Saint Louis, MO(Zone 6a)

Need advice from strawberry growers. I planted maybe 75 plants last spring and we enjoyed maybe 5 types, a mix of June bearing and everbearing. Only about a dozen came back, probably because I'm a terrible Fall gardener and they should have been straw mulched? Anyway, I was looking through Johnny's and they have strawberry seed and plants. Questions:

1. They say 120 days to fruiting to grow them from seed, so I'd need to start them in cool grow room in Jan/Feb. Has anyone done this and what were your results?

2. Strawberries are listed as "Perennials", are they REALLY? Our local small strawberry farm replants every year for their June bearing. Why would they do that if they were reliably perennial? Or are they what I call a "half perennial", which means they MIGHT come back but don't count on it for real results?

Thanks for input!

Pueblo, CO(Zone 5b)

I guess they are short-lived perennials. After a few years the original crown gets old and you have to replace it with plants from its runners. The standard had been to have alternating wide rows, old plants and new - and you periodically tear out the old plants to make a bed for the next generation of replacements.
Your strawberries dying over the winter was a different problem - either you had a bad winter or varieties that were not adapted to your location. The ones that survived are probably the varieties you want to keep.
As for the small "wild" strawberries from seed - I have never grown them. However, they are supposed to have few or no runners and be more reliably perennial.

Saint Louis, MO(Zone 6a)

Thank you Pollengarden! I appreciate the input. I'll try them from seed next year. My losing them may have more to do with my garden "helpers" than the variety.

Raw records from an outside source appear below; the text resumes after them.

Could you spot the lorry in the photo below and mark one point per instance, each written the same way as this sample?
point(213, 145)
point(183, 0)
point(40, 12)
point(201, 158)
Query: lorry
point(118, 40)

LOL It was also the first year the garden was in this area and only amended once. It usually takes me several years to get the Missouri clay amended enough to grow most fruits/veggies.

Olathe, KS(Zone 5a)

I wintersowed 4 alpines, 1 almost runnerless, and 1 from store - all germinated. The alpines grew well - this year I transferred them to tubs with potting mix and drip line - have been eating them for several weeks. Transferred the almost runnerless and store one to tubs this spring - they are growing well - too early for fruit. Regular June or Everbearing will keep spreading if you let them. Mine are very long lived. I tried a Cabot EB in a tub but it outgrew it too fast - now in ground and taking over the bed - ok - better than weeds. Advice is usually to remove most runners to get more fruit and later remove the exhausted mother plant after a few years.

This message was edited Jun 12, 2017 8:39 AM

Pueblo, CO(Zone 5b)

Plants in Pots: I have found that with most commercial potting mixes, the plants outlast the mix. The organic ones are a little better, but for long-term pots, you need a little dirt in your dirt. So add a some topsoil, or compost & sand with minerals in it (decomposed granite as opposed to decomposed lime - if it makes a magnet fuzzy with iron filings, it is probably good). Or plan on using a good liquid fertilizer with trace minerals.